Two weeks ago, we celebrated pūrṇimā, the Full Moon, and explored how it’s a time for new beginnings, grace, abundance, and taking right action.
Today, we honor amāvasyā, the New Moon. Keeping in mind that the Indic tradition loooooves balance and symmetry, can you guess what our practice is on this day?
If it helps, take a moment to remember what the New Moon is like. Everything is dark, still, quiet. The soft, radiant, compassionate presence of the moon is nowhere to be seen. Instead, there are billions of stars, all directing your attention towards vast, impenetrable, awe-inspiring space.
Most likely, your physical instinct already knows what the practice is – remember, YOU are part of nature, and your power is Her power! As you learn to listen and see yourself and the world clearly, you will effortlessly come into alignment with nature and sacred cycles. In fact, most traditional wisdom and practice was developed by people who were paying close and careful attention to themselves and the world around them – and time and again, they had the same insights about the nature of reality, which apparently hasn’t changed yet.
So engaging our full attention, let’s go back to the moon. The Full Moon was about flowing forward with the beautiful energy of life and creation; New Moon, on the other hand, is about turning inwards and entering the stillness and peace of the Great Void. Not only do we not want to start new things, but we actually direct our effort towards ending things!
In the modern world, we think of endings as scary, painful, and to be avoided where possible. However, the traditional understanding of endings has nothing to do with pleasure and pain. Everything that exists – whether it’s desirable or not – is simply a movement of energy. And the only thing that “ends” the movements of energy is the stillness of space.
PRACTICE: Make Space and Experience Stillness
On New Moon, we can make time for quiet reflection, spiritual practice, and physical rest.
There are a number of specific traditional practices on this day, and we invite you to participate in one or more of them. Remember that even a small effort in any of these areas will have beneficial impact!

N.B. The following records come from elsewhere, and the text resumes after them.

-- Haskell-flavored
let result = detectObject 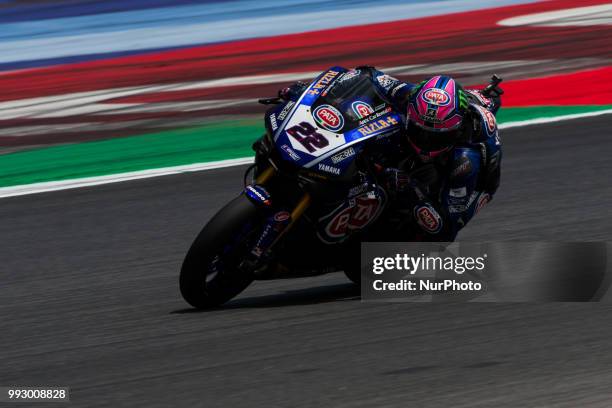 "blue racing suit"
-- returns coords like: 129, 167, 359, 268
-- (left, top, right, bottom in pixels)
281, 66, 502, 242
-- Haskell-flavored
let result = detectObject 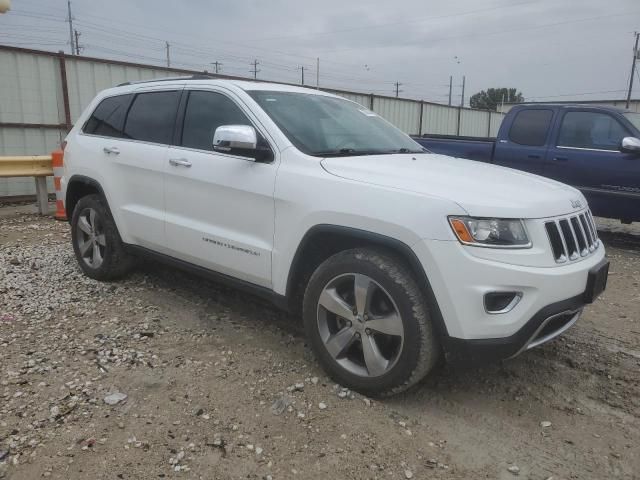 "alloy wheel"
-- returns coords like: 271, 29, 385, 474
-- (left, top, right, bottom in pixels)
317, 273, 404, 377
76, 208, 107, 268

One of the most common practices for amāvasyā is fasting or eating lightly. This allows our organs to take rest, and makes space in our body.
Practice silence, or limit our intake of conversation, media, and information. Notice the space between words on a page, the silence between words in a sentence, and even the space between thoughts.
Release attachments to feelings and beliefs that generate lots of drama and emotional activity. We can give ourselves permission to experience peace inside, and in our connection to others through the practice of forgiveness.
Meditate. Turn within and spend time in the sacred stillness and space at the center of your being – the place that holds and expands beyond all your energy and activity.
Whichever practices you choose for today, let it be easeful, quiet, and still. If you notice yourself straining or resisting, slow down. Let go of how you think it needs to be, and just let yourself be.